Summary and Analysis Part 5: Jean Valjean: Book III, Chapters 10-12, Book IV

 

Summary

Night has fallen when the cab reaches its destination. The house is asleep. Javert knocks and has Marius' body, as he imagines it to be, transported upstairs. While M. Gillenormand's servants go for the doctor and prepare bandages, Javert leaves unobtrusively, accompanied by Valjean. In the cab, Valjean risks one more request. He asks for permission to see Cosette. This request, too, is quietly granted.

When they arrive at the Rue de l'Homme Armé, Javert dismisses the cab. The procedure is a little unusual, but Valjean assumes that he is to be taken on foot to the police station. Unusual too is Javert's discretion in allowing his prisoner to see Cosette alone. On the landing, Valjean, weakening at the prospect of a heart-wrenching tête-à-tête, stops for a minute and distractedly looks out of the window. The lamplight reveals a deserted street.

At M. Gillenormand's, a camp bed is set up for Marius at the doctor's orders. A careful examination reveals no fatal wound. Marius is not out of danger, however. His loss of blood has exhausted him, his collarbone is fractured, his head has been injured by sword cuts, and he may have a skull fracture. The doctor, feverishly working to stop the bleeding, looks pessimistic.

In spite of all efforts to keep the news from him, M. Gillenormand is awakened by the commotion and appears, ghost-like in his white nightgown. When he sees his grandson, apparently dead, he is overcome by an immense grief that quickly rises to a paroxysm of despair. In his hysteria, he accuses Marius of having got himself killed in revenge. Then he turns his wrath on the liberals and babbles reminiscences of Marius' golden childhood, followed by murmured laments on Marius' wasted life and his own lonely old age. At this moment, Marius slowly opens his eyes and M. Gillenormand faints.

Javert slowly walks away from Valjean's house. For the first time in his life, he is in the throes of indecision. As he meditates painfully, he reaches the Seine and leans on the parapet, absentmindedly contemplating its swirling waters. To arrest Jean Valjean is personal ingratitude, but to let him go is an inconceivable breach of duty. A more introspective man might be able to solve the dilemma, but Javert, a mental automaton governed by rigid principles, has always avoided thinking. Now, however, a new, unprecedented, unacceptable idea is forcing its way into his consciousness. There is a higher law than the judicial apparatus. A man can be an outlaw and still be virtuous. Valjean must be respected, not only for his latest act of generosity, but for all the good he did as M. Madeleine. Javert is entering a new moral universe; his narrow, uncomplicated world is crumbling. He is "an owl forced to gaze with the eye of an eagle."
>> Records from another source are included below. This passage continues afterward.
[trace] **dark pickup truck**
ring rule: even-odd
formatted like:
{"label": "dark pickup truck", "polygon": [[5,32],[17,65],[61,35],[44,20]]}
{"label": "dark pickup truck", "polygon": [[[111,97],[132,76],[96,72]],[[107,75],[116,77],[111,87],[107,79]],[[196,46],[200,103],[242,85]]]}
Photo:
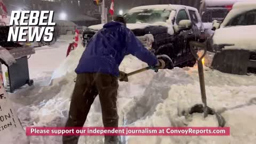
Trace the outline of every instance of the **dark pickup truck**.
{"label": "dark pickup truck", "polygon": [[[124,17],[127,28],[156,55],[167,55],[176,67],[194,65],[196,60],[189,50],[189,42],[204,40],[196,9],[179,5],[149,5],[134,7]],[[83,31],[84,46],[102,27],[92,26]]]}

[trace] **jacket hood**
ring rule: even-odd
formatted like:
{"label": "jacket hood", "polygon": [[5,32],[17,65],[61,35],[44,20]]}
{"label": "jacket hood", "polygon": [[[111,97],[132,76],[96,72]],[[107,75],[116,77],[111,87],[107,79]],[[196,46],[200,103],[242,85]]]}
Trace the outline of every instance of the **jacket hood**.
{"label": "jacket hood", "polygon": [[[118,22],[110,22],[106,24],[100,24],[97,25],[93,25],[89,27],[90,29],[92,29],[95,30],[98,30],[102,28],[106,28],[108,27],[115,26],[120,26],[123,24]],[[127,23],[126,27],[127,28],[133,30],[135,29],[145,29],[145,28],[150,26],[157,26],[156,25],[150,25],[149,23]]]}

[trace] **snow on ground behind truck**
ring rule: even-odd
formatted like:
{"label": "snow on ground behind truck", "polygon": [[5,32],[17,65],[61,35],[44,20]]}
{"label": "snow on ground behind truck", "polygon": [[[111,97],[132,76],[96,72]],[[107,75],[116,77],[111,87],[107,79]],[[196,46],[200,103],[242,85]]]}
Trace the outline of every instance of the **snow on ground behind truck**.
{"label": "snow on ground behind truck", "polygon": [[[51,85],[35,87],[23,97],[40,97],[18,110],[23,126],[64,126],[67,119],[76,74],[74,72],[84,48],[72,51],[52,75]],[[51,65],[51,63],[49,63]],[[126,73],[147,66],[132,55],[120,70]],[[256,95],[256,76],[239,76],[206,69],[207,103],[217,110],[248,103]],[[119,82],[117,99],[120,126],[217,126],[214,116],[205,119],[195,114],[187,119],[178,114],[202,103],[197,67],[153,70]],[[16,94],[19,95],[19,92]],[[256,105],[244,105],[222,114],[230,127],[230,137],[122,137],[123,143],[254,143],[256,141]],[[84,126],[102,126],[100,105],[95,100]],[[61,143],[61,137],[30,137],[30,143]],[[79,143],[103,143],[103,137],[81,137]]]}

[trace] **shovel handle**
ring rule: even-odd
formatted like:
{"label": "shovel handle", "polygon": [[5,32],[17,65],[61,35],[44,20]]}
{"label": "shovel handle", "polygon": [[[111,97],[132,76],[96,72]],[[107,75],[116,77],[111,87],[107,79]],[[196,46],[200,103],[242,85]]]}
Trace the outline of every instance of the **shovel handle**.
{"label": "shovel handle", "polygon": [[140,69],[138,69],[137,70],[135,70],[134,71],[132,71],[132,72],[131,72],[130,73],[127,74],[127,76],[132,76],[132,75],[134,75],[135,74],[139,74],[139,73],[140,73],[143,72],[143,71],[145,71],[148,70],[150,69],[151,68],[150,68],[150,67],[146,67],[146,68]]}
{"label": "shovel handle", "polygon": [[[156,68],[159,68],[158,67],[156,67]],[[138,69],[137,70],[135,70],[135,71],[132,71],[132,72],[131,72],[130,73],[128,73],[127,74],[127,76],[132,76],[132,75],[135,75],[135,74],[139,74],[139,73],[142,73],[142,72],[143,72],[143,71],[147,71],[149,69],[153,69],[152,68],[152,67],[146,67],[146,68],[141,68],[141,69]]]}

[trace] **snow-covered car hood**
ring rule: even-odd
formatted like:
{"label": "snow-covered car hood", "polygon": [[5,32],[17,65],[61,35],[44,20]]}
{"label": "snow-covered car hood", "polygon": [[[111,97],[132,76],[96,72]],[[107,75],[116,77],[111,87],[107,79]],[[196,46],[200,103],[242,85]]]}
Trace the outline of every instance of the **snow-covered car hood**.
{"label": "snow-covered car hood", "polygon": [[256,25],[220,28],[215,31],[213,44],[234,45],[226,46],[226,49],[256,51],[256,38],[253,31],[256,31]]}
{"label": "snow-covered car hood", "polygon": [[[165,23],[165,22],[163,22],[163,23]],[[91,26],[90,26],[89,28],[95,30],[98,30],[99,29],[102,29],[104,25],[105,24],[100,24],[97,25]],[[127,23],[126,25],[127,25],[127,27],[129,29],[132,30],[132,29],[144,29],[150,26],[157,26],[158,25],[142,23]]]}
{"label": "snow-covered car hood", "polygon": [[[98,30],[103,28],[103,26],[105,24],[100,24],[97,25],[93,25],[88,27],[89,29],[91,29],[94,30]],[[174,30],[173,29],[173,27],[172,25],[168,25],[166,22],[155,22],[153,24],[151,23],[127,23],[126,26],[127,27],[131,29],[143,29],[146,28],[146,27],[149,26],[164,26],[167,28],[167,33],[170,35],[173,35],[174,33]]]}

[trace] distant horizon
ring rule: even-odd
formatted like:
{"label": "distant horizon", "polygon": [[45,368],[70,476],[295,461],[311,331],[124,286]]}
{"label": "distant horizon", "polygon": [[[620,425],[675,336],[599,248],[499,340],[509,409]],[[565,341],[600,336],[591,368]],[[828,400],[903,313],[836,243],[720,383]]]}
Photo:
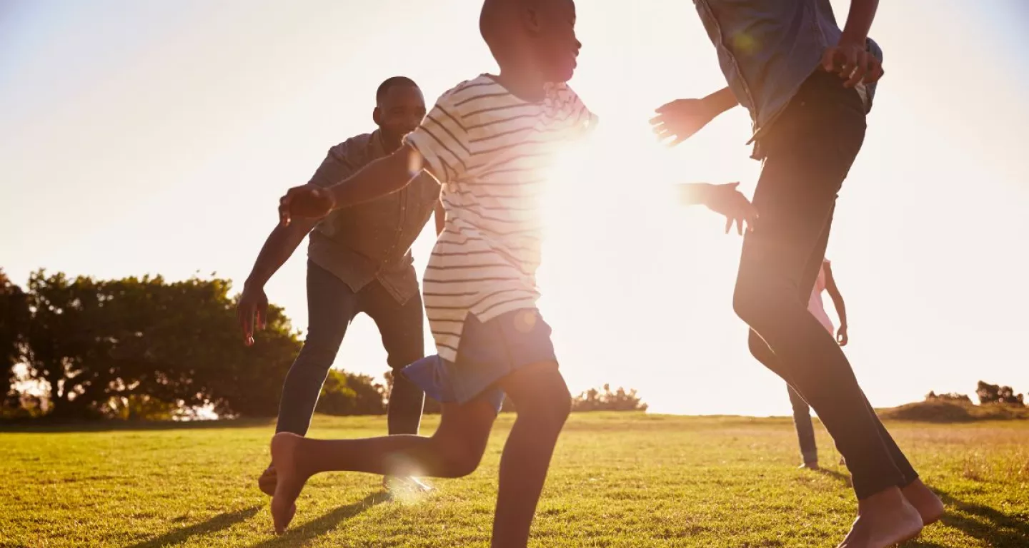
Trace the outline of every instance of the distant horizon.
{"label": "distant horizon", "polygon": [[[347,4],[5,4],[0,185],[14,198],[0,205],[0,233],[20,235],[0,240],[0,266],[20,285],[45,267],[169,281],[218,272],[242,289],[282,191],[306,182],[329,146],[375,129],[383,79],[407,75],[431,103],[494,70],[477,0]],[[845,19],[847,2],[832,4]],[[876,407],[929,391],[972,395],[980,379],[1029,391],[1029,285],[1017,259],[1029,232],[1029,60],[1018,54],[1027,16],[1018,0],[880,6],[872,35],[886,76],[827,253],[850,318],[847,355]],[[732,310],[740,239],[671,199],[686,181],[752,192],[749,118],[737,109],[675,149],[647,126],[665,102],[724,85],[693,6],[604,0],[580,5],[578,19],[571,84],[600,126],[554,177],[539,272],[572,392],[636,389],[659,414],[787,415],[784,382],[749,356]],[[432,243],[429,226],[413,248],[420,278]],[[267,287],[300,332],[305,255],[306,244]],[[367,318],[335,366],[387,370]]]}

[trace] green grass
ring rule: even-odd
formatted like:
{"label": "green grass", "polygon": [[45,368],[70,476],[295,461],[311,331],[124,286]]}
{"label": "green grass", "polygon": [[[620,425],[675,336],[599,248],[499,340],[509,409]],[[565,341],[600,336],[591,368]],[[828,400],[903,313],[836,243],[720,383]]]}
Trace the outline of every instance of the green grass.
{"label": "green grass", "polygon": [[[511,419],[498,419],[476,473],[436,480],[427,496],[389,501],[379,478],[361,474],[314,478],[279,538],[255,485],[267,423],[8,427],[0,546],[486,546]],[[1029,546],[1029,423],[888,426],[949,507],[909,546]],[[319,416],[311,434],[384,431],[382,418]],[[833,546],[855,503],[839,454],[824,433],[818,441],[829,469],[802,472],[785,418],[575,414],[532,546]]]}

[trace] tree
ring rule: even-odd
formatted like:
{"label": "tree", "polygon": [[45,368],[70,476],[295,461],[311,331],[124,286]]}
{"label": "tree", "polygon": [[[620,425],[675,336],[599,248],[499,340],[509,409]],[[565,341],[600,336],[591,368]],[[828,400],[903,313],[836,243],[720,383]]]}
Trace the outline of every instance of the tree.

But Javert's myopia is incurable. He cannot reject the values of a lifetime and survive. He cannot reconcile himself to his own act. For him, the freeing of Valjean is a clear violation of the law, hence inexcusable. Incapable of executing what he considers his duty, Javert must find some other way of making peace with his intransigent conscience. At last he sees a way. Firmly he enters a nearby police station, takes some writing material, and addresses to the prefect various recommendations for the improvement of the police administration. Then he returns to his previous position at the Seine parapet. The night is pitch black. The streets are deserted. The river is invisible and only betrays itself by the sound of its rushing whirlpools. Javert contemplates for an instant the precipice, takes off his hat, climbs the parapet, and disappears into the gaping obscurity.

Analysis

Thénardier has given Valjean his physical freedom; Javert completes the task by giving him his legal freedom. Spiritually, Valjean has already freed himself and is now truly M. Leblanc: the "white" man, the man with no name, who belongs only to God. A single force has brought him out of the slough of ignorance and evil: the power of love. Love, first, for the bishop; then love of Cosette; and finally, as he shows on the barricades, love of mankind.

In contrast, Javert has always feared and mistrusted love. It twists things, changes things: it is not "in order." Lost, lonely bloodhound that he is, he feels safe only with what is tangible, organized, immutable; if he loves anything, it is the law that has always kept a warm place in a corner for him and told him exactly what to do next. Now, in a revelation like that on the road to Emmaus, he discovers that the law is not enough, that there is a more powerful force to which even the law must bow and which can make even him, Javert, go against his conscience. He sees the light of love, but it is too shattering for him to endure.

"Justice," of which Javert is a personification, says critic Georges Piroué, "cannot accept into its corpus the foreign body of contradiction;" only the divine justice based on charity can do this, and in fact constantly renews itself by so doing. The reign of justice must be destroyed before the reign of charity can begin, and Javert must die so that Jean Valjean may live. His death, however, is not so much a defeat as a transformation. By loving Javert, Valjean has destroyed him, but he has saved him too; and divine justice will reward Javert's crime against human justice.